The researchers used Optimally-Discriminative Voxel-Based Analysis to compare grey matter between the patient and control groups. They say this involves “a spatially adaptive analysis scheme, which accounts for the interrelatedness of spatial information in the brain” and thus is more sensitive and specific than conventional voxel-based morphometry.
When comparing the three patient groups, the negative symptom group had significant reductions in the right cerebellum relative to the positive symptom group and in the left inferior orbitofrontal cortex and right thalamus compared with the disorganised symptom group.
Patients with positive symptoms had the largest number of affected areas, including bilateral reductions in the inferior orbitofrontal cortex versus both the negative and disorganised symptom groups. There were also reductions in the right middle occipital gyrus versus the negative symptom group and in the right temporal pole relative to the disorganised symptom group.

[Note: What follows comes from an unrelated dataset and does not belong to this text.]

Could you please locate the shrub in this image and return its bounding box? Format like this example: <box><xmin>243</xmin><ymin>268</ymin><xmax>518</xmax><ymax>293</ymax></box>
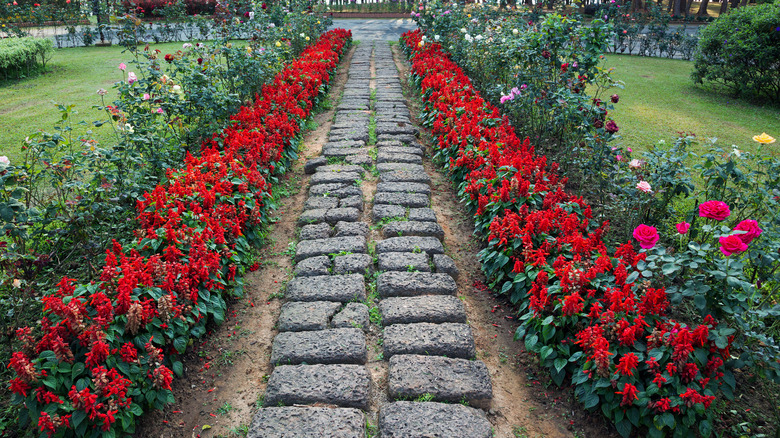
<box><xmin>691</xmin><ymin>1</ymin><xmax>780</xmax><ymax>102</ymax></box>
<box><xmin>0</xmin><ymin>37</ymin><xmax>54</xmax><ymax>79</ymax></box>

“The pattern of [grey matter] reductions revealed by our analysis is strikingly consistent with the topography of the dopaminergic pathways in the brain, and in particular of the mesolimbic and mesocortical pathways, which include projections from the ventral tegmental area to the limbic, frontal, and insular cortices”, write the researchers in Schizophrenia Bulletin.
They highlight the reductions in the cerebellum in the negative symptom group, and the marked impact on areas comprising the ventromedial prefrontal cortex in patients with positive symptoms, and, also in this group, the reductions in occipitotemporal brain regions, which they say have been little reported in the past.
“Besides adding to our knowledge of the biological underpinnings of schizophrenia, these patterns of structural differences between subgroups may serve in the future as early biomarkers of disease subtypes, hence for biomarker-based patient stratification in clinical psychiatry”, the team concludes.